Application to seismic data

As with facies prediction workflows (e.g. Goodway, 2009), simple rock physics interpretation templates may also be used to predict volumes of mineral fractions from 3D seismic prestack AVO inversion data, Figure 12. Comparing the predicted clay, quartz and carbonate mineral volumes enables us to easily identify different geological formations, which are not so readily interpreted from the prestack AVO inversion data. Scanning through these mineral volumes helps us to understand how the mineral composition of the formations varies temporally and spatially. Comparison with petrophysical data validates these observations.

Fig. 12
Figure 12. Predicted clay, quartz and carbonate mineral fraction volumes generated from seismic prestack AVO inversion data. Hot colors (reds) are high mineral fraction values, cool colors (purples) are low mineral fraction values. Permission to publish the mineral predictions made from seismic data courtesy of the seismic data owners – Pulse Canada and Seitel Canada Ltd.

It is important to note that the quality of the seismic-scale mineral predictions is fully dependent on the quality of the elastic rock properties that come out of prestack AVO inversion. Seismic processing errors, errors in the low frequency model, and inversion errors map directly into mineral prediction errors. We observe, for example, that that the mineral predictions lose continuity in noisy data areas in exactly the same way as traditional amplitude-based interpretations.


Using simple rock physics models, we can predict mineralogy from measured elastic rock properties for the characterization of low porosity unconventional reservoirs. The differences between the predicted mineral fractions and mineral log data can be easily quantified. This gives us confidence that we can use these predictions for geological mapping and other studies.

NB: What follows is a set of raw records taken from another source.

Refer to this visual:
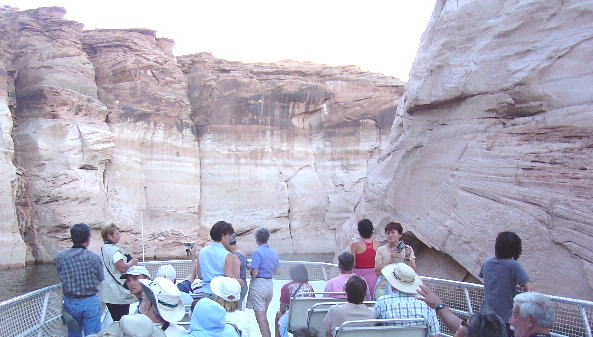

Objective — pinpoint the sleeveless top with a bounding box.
[354,240,376,268]
[99,243,138,304]
[233,251,247,285]
[198,242,229,294]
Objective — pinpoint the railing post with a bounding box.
[37,291,51,337]
[579,305,593,337]
[463,287,474,315]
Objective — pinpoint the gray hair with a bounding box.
[255,228,270,244]
[513,291,556,329]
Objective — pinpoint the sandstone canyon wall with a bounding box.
[0,7,404,266]
[339,0,593,300]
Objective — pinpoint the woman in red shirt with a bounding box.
[350,219,379,295]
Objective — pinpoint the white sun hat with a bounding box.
[381,263,422,294]
[140,277,185,322]
[210,276,241,302]
[156,264,177,283]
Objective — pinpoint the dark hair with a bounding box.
[210,221,235,241]
[338,252,354,271]
[255,228,270,244]
[293,328,319,337]
[467,313,507,337]
[70,223,91,244]
[344,275,367,304]
[494,232,521,260]
[358,219,373,239]
[290,264,309,283]
[385,222,404,234]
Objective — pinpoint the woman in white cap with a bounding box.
[139,277,187,337]
[88,314,166,337]
[189,298,239,337]
[210,276,253,337]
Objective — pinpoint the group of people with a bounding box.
[314,219,554,337]
[56,221,280,337]
[56,219,554,337]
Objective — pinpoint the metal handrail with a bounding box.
[0,260,593,337]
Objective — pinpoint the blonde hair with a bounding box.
[101,223,119,241]
[215,296,239,312]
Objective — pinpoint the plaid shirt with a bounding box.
[56,248,103,297]
[375,291,441,336]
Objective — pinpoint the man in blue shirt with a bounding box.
[56,223,103,337]
[247,228,280,337]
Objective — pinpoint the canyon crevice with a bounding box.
[0,7,404,267]
[338,0,593,300]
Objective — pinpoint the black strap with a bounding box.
[225,322,243,337]
[290,283,304,298]
[101,247,127,290]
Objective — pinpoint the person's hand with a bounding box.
[404,245,412,259]
[416,284,443,309]
[189,245,200,259]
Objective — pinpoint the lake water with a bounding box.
[0,254,333,302]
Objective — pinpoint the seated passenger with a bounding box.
[87,314,166,337]
[210,276,254,337]
[323,275,377,337]
[156,264,194,305]
[138,277,187,337]
[323,252,371,300]
[274,264,315,337]
[375,263,441,337]
[189,298,239,337]
[416,284,507,337]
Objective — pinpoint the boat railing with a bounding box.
[0,260,593,337]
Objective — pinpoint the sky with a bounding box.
[0,0,435,81]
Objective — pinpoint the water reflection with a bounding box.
[0,264,60,302]
[0,254,333,302]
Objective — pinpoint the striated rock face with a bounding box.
[0,7,25,267]
[179,53,403,253]
[82,30,200,257]
[340,0,593,300]
[0,7,403,267]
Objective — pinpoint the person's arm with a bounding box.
[186,245,202,283]
[416,284,461,332]
[375,246,385,276]
[115,258,138,273]
[224,253,243,285]
[404,245,416,270]
[350,241,358,266]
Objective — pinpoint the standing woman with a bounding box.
[480,232,534,337]
[350,219,379,295]
[99,224,138,322]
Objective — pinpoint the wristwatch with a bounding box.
[434,303,445,313]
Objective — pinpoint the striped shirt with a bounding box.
[375,290,441,336]
[56,248,103,297]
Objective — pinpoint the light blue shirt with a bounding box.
[198,242,229,294]
[251,244,280,278]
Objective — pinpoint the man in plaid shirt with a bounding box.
[56,223,103,337]
[375,263,441,337]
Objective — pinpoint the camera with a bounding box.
[183,242,196,256]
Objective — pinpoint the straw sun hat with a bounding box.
[381,263,422,294]
[140,277,185,322]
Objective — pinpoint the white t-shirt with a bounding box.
[113,250,127,264]
[226,310,255,337]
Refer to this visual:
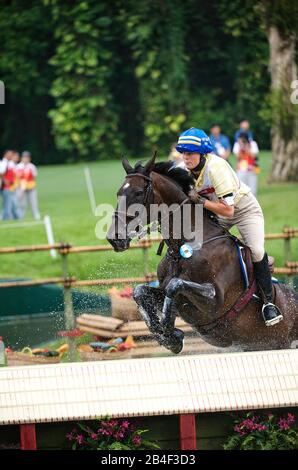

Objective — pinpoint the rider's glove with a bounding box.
[187,189,206,205]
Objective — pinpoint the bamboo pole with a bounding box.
[61,253,77,362]
[0,277,70,289]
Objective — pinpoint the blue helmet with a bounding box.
[176,127,213,154]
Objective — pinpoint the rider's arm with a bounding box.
[204,198,234,218]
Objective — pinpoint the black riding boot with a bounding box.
[253,253,283,326]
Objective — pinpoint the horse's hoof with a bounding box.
[163,328,184,354]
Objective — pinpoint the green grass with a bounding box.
[0,152,298,290]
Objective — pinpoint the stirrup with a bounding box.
[262,302,283,326]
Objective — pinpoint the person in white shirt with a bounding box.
[233,132,260,196]
[17,151,40,220]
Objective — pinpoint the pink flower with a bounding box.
[114,431,124,441]
[98,428,113,436]
[288,413,295,424]
[76,434,84,445]
[121,421,129,429]
[132,436,142,446]
[278,418,290,430]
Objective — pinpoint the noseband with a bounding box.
[114,173,154,238]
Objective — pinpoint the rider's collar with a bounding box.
[191,155,206,178]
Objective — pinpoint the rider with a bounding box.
[176,127,283,326]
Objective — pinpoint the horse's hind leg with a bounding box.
[160,278,216,344]
[133,284,184,354]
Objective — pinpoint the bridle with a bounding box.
[114,173,154,239]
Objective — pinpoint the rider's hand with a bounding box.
[188,189,206,205]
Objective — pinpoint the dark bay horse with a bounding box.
[107,157,298,354]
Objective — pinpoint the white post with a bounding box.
[84,166,96,215]
[43,215,57,258]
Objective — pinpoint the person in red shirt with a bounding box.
[17,151,40,220]
[0,150,20,220]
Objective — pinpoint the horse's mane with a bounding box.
[134,162,194,194]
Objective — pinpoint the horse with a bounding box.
[107,155,298,354]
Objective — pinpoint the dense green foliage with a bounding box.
[0,0,294,163]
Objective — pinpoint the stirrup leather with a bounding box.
[262,302,283,326]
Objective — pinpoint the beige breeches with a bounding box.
[219,193,265,262]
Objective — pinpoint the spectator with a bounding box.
[0,150,19,220]
[168,142,185,168]
[233,132,259,196]
[18,151,40,220]
[209,123,231,160]
[10,151,21,219]
[234,119,253,142]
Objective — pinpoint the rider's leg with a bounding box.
[233,193,283,326]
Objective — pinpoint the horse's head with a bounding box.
[107,152,156,251]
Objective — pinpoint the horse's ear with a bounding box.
[144,150,157,175]
[122,155,134,175]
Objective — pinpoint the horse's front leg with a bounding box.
[133,284,184,354]
[133,284,165,335]
[160,278,217,335]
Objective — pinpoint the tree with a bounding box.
[261,0,298,181]
[47,0,123,160]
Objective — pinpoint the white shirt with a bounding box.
[17,162,37,178]
[233,140,259,157]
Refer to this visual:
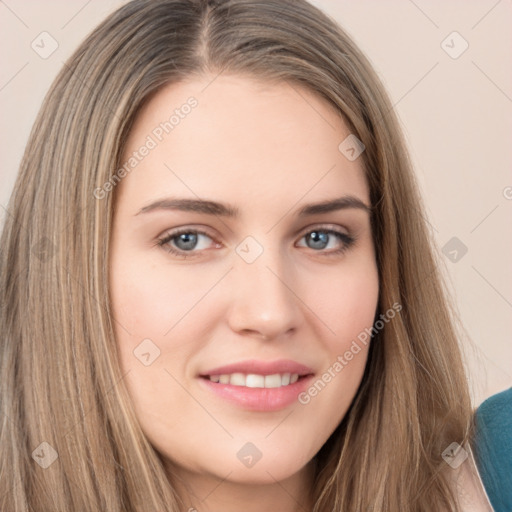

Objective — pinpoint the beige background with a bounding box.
[0,0,512,405]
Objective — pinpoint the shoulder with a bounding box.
[473,388,512,512]
[443,443,493,512]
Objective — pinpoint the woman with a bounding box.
[0,0,496,512]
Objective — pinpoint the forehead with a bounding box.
[117,75,368,214]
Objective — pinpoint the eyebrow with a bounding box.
[135,196,372,218]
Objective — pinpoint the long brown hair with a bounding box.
[0,0,471,512]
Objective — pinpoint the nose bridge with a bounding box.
[229,237,301,338]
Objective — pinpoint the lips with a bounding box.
[199,359,314,412]
[200,359,314,377]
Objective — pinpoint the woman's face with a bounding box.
[110,76,378,500]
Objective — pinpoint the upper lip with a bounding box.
[200,359,314,376]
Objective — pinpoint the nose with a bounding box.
[228,249,303,340]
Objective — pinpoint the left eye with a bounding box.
[158,229,354,258]
[158,229,217,256]
[296,229,354,253]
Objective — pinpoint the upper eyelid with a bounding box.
[158,223,350,240]
[157,223,353,250]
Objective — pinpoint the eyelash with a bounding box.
[156,227,356,259]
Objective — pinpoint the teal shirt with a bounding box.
[474,388,512,512]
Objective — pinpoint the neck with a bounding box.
[169,460,315,512]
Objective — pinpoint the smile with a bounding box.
[207,373,299,388]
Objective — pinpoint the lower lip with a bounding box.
[199,375,313,412]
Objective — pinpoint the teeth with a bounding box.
[208,373,299,388]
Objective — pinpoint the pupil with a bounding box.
[178,233,197,250]
[310,231,329,249]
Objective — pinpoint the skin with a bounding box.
[110,75,379,512]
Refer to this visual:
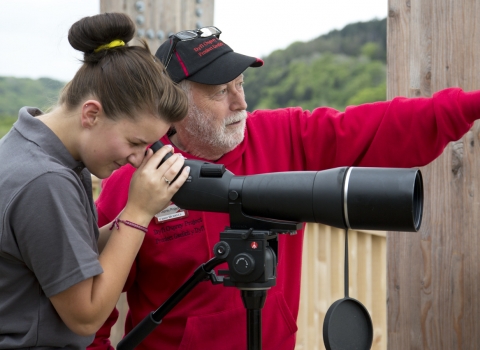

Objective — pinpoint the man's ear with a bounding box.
[81,100,102,129]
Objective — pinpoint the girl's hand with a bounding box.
[122,145,190,226]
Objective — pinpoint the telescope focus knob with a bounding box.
[200,163,226,177]
[233,253,255,275]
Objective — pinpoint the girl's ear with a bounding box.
[81,100,102,129]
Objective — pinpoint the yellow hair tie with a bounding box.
[93,40,125,53]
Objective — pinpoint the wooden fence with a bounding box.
[93,174,387,350]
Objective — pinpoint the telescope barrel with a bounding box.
[242,167,423,232]
[152,143,423,232]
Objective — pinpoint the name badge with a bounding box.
[155,203,188,224]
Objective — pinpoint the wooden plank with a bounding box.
[387,0,480,349]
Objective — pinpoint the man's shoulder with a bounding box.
[102,164,136,187]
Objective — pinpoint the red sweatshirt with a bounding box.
[90,88,480,350]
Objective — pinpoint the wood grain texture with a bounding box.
[387,0,480,350]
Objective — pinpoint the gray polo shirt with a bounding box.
[0,107,103,349]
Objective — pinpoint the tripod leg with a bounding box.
[242,289,267,350]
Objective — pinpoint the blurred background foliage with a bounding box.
[0,19,387,137]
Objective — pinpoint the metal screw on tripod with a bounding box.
[213,241,230,259]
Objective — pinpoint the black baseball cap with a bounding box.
[155,35,263,85]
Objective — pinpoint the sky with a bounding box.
[0,0,388,82]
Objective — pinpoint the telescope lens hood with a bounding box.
[344,167,423,232]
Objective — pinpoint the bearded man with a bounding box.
[90,27,480,350]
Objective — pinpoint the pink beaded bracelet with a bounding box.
[110,218,148,233]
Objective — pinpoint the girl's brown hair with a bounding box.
[59,13,188,123]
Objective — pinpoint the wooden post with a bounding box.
[387,0,480,350]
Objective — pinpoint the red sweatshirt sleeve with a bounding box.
[244,88,480,170]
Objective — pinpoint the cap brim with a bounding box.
[186,51,263,85]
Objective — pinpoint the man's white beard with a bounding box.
[184,104,247,154]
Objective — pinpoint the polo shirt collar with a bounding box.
[13,107,85,174]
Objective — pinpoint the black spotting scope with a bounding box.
[151,142,423,232]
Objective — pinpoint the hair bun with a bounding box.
[68,13,135,57]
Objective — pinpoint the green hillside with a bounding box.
[0,19,387,137]
[245,19,387,110]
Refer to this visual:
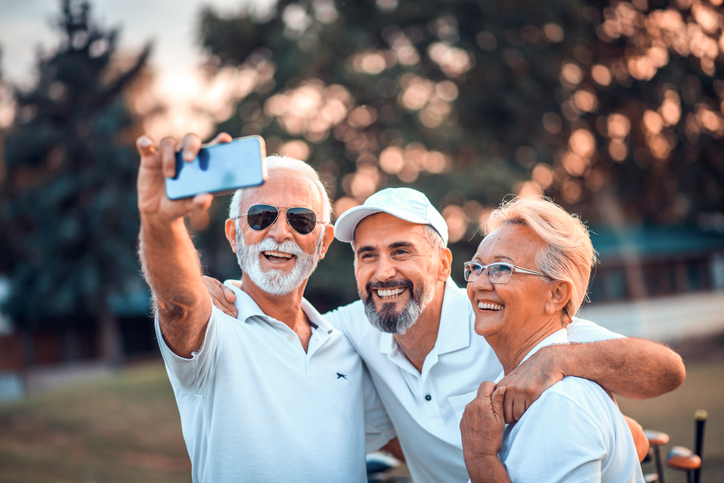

We are most grateful to Shell for permission to publish the results of this work. Many of our colleagues at Shell gave us valuable feedback during the development of the workflow, and also kindly provided access to their well and seismic data. Permission to publish derivatives of the licenced seismic data courtesy of Pulse Canada and Seitel Canada Ltd.


About the Author(s)

Rob Holt is a former Shell Canada Senior Geophysicist. In his last Shell position, Rob was a member of the multidisciplinary Technology Excellence and Deployment team. Rob worked with the Duvernay, Montney and Vaca Muerta asset teams, adapting external workflows to develop a new quantitative reservoir characterization workflow for low porosity unconventional reservoirs that integrated geology, geophysics, rock physics, QI, petrophysics, microseismic, geomechanics and completions data. Rob was also the author and presenter of Shell’s 2 day ‘Geophysics for Unconventional Plays’ training course, which covered subsurface characterization, sweetspotting and monitoring technologies. Rob is currently looking for his next senior technical or leadership position.

Bill Westwood is currently enjoying retirement. Prior Shell management roles were Subsurface Integrity Advisor, focused on development of best practices for management of induced seismicity from Hydraulic Fracturing; Upstream Americas Technology Excellence and Deployment, with responsibility for technology deployment to Shell’s Global Unconventional’s assets; Upstream Americas Technical Services, focused on Geophysical Technology Deployment and QI for Heavy Oil, Unconventional’s and Deepwater; Shell Canada Geophysics; Shell Canada Deep Basin well planning; Shell Canada Upstream IT; and Shell Canada Geophysical Operations. Prior to joining Shell, Bill worked for both Western Geophysical and Veritas Seismic. Bill holds a Bachelor’s degree in Engineering Physics from the University of British Columbia, and is registered as a Professional Geophysicist with the Province of Alberta. Bill lives in Calgary, Alberta, Canada and is married with two children.